По утрам, после того как здесь спала Марион, Эдди с наслаждением вдыхал ее запах, задерживавшийся на подушках неприбранной постели. В другие утра прикосновения и запаха какого-нибудь предмета ее одежды было достаточно, чтобы он возбудился. В стенном шкафу Марион держала что-то вроде ночной рубашки, там же был ящик с ее бюстгальтерами и трусиками. Эдди не оставлял надежды, что когда-нибудь она оставит в шкафу свой розовый кашемировый джемпер — тот, который был на ней, когда он впервые увидел ее; она часто снилась ему в этом джемпере. Но в дешевом доме над гаражом на две машины не было вентиляторов, и душный теплый воздух застаивался в этих комнатах. Если в доме Коулов в Сагапонаке обычно было прохладно и чувствовалось движение воздуха даже в самые теплые дни, то в съемном доме в Бриджгемптоне было тесно и жарко. И надежды Эдди на то, что Марион в этом доме когда-либо понадобится ее розовый кашемировый джемпер, были невелики.

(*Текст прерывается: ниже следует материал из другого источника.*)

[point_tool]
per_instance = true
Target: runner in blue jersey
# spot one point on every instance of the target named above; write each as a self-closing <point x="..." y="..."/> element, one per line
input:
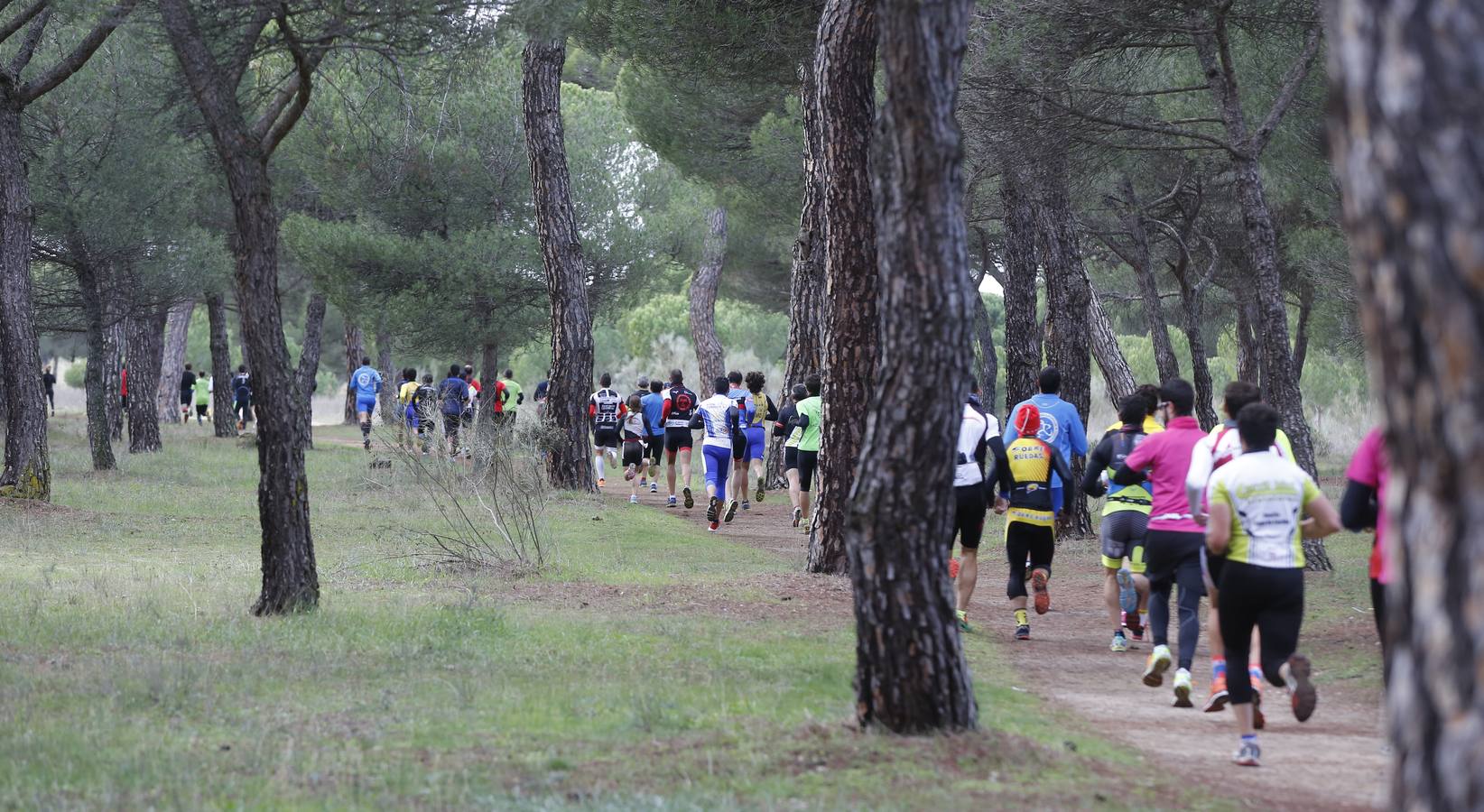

Если не считать поездок в Монтаук и обратно за дурно пахнущими кальмаровыми чернилами, бесхлопотный рабочий день Эдди в качестве секретаря длился от девяти до пяти, за что Тед Коул платил ему пятьдесят долларов в неделю. Эдди брал у Теда еще и на заправку машины, водить которую доставляло ему куда меньше удовольствия, чем «мерседес» Марион. Тедов «шевроле» 57-го года был черно-белым, что, видимо, отражало узкие интересы художника-графика.
По вечерам около пяти или шести Эдди нередко отправлялся на пляж искупаться или побегать, что он делал нечасто и без особого энтузиазма. Иногда на пляже ловили рыбу со спиннингами; рыболовы гонялись по берегу на своих машинах, преследуя косяки рыбы. Миноги, выгоняемые на берег более крупными рыбами, бились на влажном, примятом песке — еще одна причина, по которой Эдди бегал здесь без всякого удовольствия.
Каждый вечер Эдди с разрешения Теда ездил в Ист-Гемптон или Саутгемптон посмотреть кино или просто съесть гамбургер. За кино (и за все, что он ел) Эдди платил из того жалованья, что получал от Теда, и тем не менее ему удавалось каждую неделю откладывать по двадцать долларов. Как-то вечером в кинотеатре Саутгемптона он увидел Марион.